Concentration quenching, surface and spectral analyses of SrF2:Pr3+ prepared by different synthesis techniques

• SrF2:Pr3+ nano-phosphors were successfully synthesised by hydrothermal and combustion methods.
• The blue–red emission decreased with increasing Pr3+ concentration.
• The reduction in the intensity for higher concentrations was due to dipole–dipole induced concentration quenching effects that resulted from [3P0, 3H4] → [1G4, 1G4] and [3P0, 3H4] → [3H6, 1D2] cross-relaxation processes.

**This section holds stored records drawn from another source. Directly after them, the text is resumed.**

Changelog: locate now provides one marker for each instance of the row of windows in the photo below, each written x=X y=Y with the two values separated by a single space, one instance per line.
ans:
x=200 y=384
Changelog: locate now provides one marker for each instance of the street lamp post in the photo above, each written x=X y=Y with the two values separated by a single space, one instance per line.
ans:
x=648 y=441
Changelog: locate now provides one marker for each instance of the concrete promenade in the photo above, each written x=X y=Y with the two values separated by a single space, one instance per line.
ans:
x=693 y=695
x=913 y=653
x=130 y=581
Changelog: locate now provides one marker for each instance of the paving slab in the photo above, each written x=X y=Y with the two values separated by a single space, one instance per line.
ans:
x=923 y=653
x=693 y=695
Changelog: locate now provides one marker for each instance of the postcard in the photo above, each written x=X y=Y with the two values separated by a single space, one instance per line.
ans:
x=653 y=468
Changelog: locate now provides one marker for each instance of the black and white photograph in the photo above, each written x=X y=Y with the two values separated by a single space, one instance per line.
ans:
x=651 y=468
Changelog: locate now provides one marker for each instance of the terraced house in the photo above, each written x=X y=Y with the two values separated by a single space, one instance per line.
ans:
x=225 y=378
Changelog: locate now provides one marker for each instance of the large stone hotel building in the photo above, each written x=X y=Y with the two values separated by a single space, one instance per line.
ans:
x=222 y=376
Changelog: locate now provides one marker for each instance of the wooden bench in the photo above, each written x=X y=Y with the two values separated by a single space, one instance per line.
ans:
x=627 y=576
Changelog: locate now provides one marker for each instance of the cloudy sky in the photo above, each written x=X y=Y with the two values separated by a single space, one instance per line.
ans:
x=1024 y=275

Pr3+ doped strontium fluoride (SrF2) was prepared by hydrothermal and combustion methods. The phosphors were characterized by X-ray diffraction (XRD), scanning electron microscope (SEM), X-ray photoelectron spectroscopy (XPS) and Photoluminescence (PL) spectroscopy. XRD patterns indicated that the samples were completely crystallized with a pure face-centred cubic (space group: Fm3m) structure. SEM images showed different morphologies which is an indication that the morphology of the SrF2:Pr3+ phosphor strongly depends on the synthesis procedure. Both the SrF2:Pr3+ samples exhibit blue–red emission centred at 488 nm under a 439 nm excitation wavelength (λexc) at room temperature. The emission intensity of Pr3+ was also found to be dependent on the synthesis procedure. The blue–red emission has decreased with an increase in the Pr3+ concentration. The optimum Pr3+ doping level for maximum emission intensity was 0.4 and 0.2 mol% for the hydrothermal and combustion samples, respectively. The reduction in the intensity for higher concentrations was found to be due to dipole–dipole interaction induced concentration quenching effects.